Diese Freundschaft ist nun der Stoff, aus dem Jentzschs Geschichte gemacht ist. Doch um sie richtig zu erzählen, müssen die Blutsbrüder erst getrennt werden. Dafür sorgt der 1990 aufkommende Bürgerkrieg: Familie Jentzsch flieht zurück nach Deutschland, strandet in Norddeutschland: in Bremen. Ben bleibt zurück, verliert in den Unruhen seine Familie. Doch davon weiß der Freund in Deutschland nichts. Es werden 14 Jahre vergehen, bis die beiden sich wieder finden.

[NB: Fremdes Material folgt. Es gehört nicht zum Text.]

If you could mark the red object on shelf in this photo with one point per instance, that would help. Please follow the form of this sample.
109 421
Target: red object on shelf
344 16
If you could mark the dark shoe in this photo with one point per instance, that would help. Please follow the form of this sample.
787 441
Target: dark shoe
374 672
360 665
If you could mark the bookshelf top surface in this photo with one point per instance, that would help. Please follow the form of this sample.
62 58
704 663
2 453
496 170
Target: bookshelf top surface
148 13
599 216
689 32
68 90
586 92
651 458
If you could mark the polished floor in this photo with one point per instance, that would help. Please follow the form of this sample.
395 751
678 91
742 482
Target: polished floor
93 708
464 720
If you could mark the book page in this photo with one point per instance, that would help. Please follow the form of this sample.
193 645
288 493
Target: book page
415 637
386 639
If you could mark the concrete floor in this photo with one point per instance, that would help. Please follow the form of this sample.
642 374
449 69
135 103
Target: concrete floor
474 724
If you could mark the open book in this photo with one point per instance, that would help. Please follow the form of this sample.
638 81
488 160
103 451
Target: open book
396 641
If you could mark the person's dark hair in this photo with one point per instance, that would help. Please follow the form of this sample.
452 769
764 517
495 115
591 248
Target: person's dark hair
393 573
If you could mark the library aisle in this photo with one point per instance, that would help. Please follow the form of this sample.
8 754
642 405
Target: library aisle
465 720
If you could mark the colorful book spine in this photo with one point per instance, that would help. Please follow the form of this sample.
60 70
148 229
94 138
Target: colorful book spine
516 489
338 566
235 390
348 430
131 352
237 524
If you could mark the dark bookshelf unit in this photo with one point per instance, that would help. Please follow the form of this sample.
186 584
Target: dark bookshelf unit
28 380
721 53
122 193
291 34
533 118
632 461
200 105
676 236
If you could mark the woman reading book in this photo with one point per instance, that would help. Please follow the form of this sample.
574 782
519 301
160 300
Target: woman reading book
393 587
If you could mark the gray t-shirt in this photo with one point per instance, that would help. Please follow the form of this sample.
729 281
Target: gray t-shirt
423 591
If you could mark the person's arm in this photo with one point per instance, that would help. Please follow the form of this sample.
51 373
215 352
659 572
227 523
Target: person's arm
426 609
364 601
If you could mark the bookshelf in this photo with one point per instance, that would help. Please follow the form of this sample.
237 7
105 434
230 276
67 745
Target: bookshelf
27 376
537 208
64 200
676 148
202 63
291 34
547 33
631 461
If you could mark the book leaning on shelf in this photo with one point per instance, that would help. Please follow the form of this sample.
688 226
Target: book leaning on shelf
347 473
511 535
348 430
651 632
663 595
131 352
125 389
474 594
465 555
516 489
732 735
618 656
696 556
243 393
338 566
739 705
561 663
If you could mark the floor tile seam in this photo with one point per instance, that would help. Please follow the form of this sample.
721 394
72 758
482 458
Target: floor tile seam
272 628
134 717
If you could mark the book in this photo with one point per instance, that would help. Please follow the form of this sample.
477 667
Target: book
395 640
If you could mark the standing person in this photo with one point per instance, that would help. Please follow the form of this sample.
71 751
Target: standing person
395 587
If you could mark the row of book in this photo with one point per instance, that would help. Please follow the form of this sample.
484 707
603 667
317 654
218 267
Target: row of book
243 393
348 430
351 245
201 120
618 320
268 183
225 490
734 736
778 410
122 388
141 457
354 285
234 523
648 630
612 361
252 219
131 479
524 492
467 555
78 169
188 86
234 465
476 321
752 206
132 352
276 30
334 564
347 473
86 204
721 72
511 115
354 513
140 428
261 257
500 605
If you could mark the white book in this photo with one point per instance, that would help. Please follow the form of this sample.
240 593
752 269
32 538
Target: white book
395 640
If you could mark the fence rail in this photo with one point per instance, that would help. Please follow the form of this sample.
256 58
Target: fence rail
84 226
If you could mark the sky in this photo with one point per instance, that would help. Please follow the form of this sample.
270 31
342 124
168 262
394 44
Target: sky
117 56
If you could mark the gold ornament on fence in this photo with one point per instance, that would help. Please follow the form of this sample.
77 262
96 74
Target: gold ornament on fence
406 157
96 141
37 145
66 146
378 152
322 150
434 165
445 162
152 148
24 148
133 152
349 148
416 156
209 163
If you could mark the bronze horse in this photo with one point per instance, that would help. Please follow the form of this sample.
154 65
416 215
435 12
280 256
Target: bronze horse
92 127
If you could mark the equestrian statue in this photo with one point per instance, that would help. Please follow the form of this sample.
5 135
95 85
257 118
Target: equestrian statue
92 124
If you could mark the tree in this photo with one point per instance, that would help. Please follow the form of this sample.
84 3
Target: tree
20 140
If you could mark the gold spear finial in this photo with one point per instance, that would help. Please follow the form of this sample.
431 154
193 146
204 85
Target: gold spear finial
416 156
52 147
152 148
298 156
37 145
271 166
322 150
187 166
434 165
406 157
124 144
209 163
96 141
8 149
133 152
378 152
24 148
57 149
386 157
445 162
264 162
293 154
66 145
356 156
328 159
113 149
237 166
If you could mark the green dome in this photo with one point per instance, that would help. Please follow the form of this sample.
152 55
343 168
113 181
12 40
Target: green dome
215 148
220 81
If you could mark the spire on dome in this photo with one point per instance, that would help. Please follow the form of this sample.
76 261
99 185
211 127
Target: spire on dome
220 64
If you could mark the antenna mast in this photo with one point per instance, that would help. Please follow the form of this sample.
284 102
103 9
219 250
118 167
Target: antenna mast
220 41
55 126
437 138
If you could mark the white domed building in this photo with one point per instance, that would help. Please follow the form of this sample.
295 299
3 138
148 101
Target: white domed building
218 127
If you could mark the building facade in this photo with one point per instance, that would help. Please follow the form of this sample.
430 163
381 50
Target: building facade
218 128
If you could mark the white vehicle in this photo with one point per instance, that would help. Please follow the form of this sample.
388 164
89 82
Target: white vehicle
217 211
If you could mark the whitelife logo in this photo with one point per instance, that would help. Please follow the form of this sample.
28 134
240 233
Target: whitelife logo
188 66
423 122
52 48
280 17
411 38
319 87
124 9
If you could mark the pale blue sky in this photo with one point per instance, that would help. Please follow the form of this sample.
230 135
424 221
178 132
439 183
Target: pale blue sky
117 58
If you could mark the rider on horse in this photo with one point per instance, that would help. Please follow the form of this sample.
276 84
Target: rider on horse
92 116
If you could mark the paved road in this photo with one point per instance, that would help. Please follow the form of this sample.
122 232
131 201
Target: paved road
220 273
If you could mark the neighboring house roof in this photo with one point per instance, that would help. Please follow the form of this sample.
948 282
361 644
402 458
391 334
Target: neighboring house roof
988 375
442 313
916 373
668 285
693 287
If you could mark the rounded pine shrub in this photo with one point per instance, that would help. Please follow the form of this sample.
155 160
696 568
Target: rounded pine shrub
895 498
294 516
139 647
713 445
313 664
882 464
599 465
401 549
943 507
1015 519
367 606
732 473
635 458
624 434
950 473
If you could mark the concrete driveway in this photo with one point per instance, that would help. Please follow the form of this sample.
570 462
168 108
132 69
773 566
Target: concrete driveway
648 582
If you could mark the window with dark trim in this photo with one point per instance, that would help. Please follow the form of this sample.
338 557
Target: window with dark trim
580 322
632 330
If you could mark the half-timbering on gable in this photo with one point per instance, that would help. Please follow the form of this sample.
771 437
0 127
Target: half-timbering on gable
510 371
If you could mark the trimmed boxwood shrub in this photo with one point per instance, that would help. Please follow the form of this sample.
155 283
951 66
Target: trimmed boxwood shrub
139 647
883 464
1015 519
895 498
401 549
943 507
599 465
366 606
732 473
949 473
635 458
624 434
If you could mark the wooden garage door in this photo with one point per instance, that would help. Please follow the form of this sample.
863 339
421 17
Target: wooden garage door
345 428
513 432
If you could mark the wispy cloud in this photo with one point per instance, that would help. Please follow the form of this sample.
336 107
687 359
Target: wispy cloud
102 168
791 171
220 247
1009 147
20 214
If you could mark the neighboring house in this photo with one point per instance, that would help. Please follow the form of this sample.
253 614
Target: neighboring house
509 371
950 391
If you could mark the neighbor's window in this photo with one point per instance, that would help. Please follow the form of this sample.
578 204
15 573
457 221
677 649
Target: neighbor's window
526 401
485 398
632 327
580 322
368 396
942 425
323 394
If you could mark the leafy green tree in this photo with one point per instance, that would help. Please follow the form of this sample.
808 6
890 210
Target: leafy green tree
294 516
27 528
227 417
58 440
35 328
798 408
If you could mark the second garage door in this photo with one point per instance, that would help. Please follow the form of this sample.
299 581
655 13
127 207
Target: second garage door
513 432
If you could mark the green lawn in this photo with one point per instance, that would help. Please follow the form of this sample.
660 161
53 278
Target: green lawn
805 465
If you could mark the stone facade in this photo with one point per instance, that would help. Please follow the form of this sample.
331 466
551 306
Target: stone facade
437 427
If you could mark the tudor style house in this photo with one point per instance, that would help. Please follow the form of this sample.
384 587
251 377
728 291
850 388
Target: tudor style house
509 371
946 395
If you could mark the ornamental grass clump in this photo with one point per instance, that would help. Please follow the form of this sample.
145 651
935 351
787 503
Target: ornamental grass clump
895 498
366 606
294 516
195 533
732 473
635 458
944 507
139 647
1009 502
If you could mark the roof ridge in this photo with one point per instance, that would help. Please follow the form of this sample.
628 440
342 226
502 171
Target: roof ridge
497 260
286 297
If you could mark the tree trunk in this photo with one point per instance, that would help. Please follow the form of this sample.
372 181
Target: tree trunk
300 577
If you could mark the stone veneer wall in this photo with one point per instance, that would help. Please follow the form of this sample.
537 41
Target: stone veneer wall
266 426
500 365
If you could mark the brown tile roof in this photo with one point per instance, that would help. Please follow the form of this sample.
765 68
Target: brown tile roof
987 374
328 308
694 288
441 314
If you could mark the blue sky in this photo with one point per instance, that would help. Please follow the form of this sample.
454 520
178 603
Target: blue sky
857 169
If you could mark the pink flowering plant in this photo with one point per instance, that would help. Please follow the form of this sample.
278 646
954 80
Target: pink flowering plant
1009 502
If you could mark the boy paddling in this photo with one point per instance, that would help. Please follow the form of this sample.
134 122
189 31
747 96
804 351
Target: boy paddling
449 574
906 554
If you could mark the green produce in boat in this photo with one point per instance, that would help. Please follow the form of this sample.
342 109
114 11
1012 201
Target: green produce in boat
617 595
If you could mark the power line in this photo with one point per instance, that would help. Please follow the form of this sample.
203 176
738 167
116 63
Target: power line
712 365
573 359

Jentzsch beginnt bei den Bremer Roosters Basketball zu spielen, studiert Sport und Englisch auf Lehramt. Heute ist er verbeamtet und zweifacher Vater.

Ben Kwato Zahn hat er nie vergessen: „Eines Nachts saß ich in meinem Wohnzimmer und hab mir ‚Tränen der Sehnsucht‘ angeschaut“, erinnert sich der Zwei-Meter-Mann – „da wurde mir klar: Ich muss ihn wiederfinden!“ Nach etlichen erfolglosen Versuchen setzt Jentzsch schließlich ein Kopfgeld aus und kann doch noch Kontakt zu Ben aufnehmen. Die beiden treffen sich einmal, mehrmals.

Unter dem Titel „Blutsbrüder“ haben Michael Jentzsch und Ben Kwato Zahn ihre Geschichte aufgeschrieben. Das Buch im Gepäck, reist Jentzsch seit zwei Jahren durch Deutschlandund hält Lesungen. Nach einem Fernsehauftritt bei Günther Jauch stand „Blutsbrüder“ in der Spiegel-Bestsellerliste.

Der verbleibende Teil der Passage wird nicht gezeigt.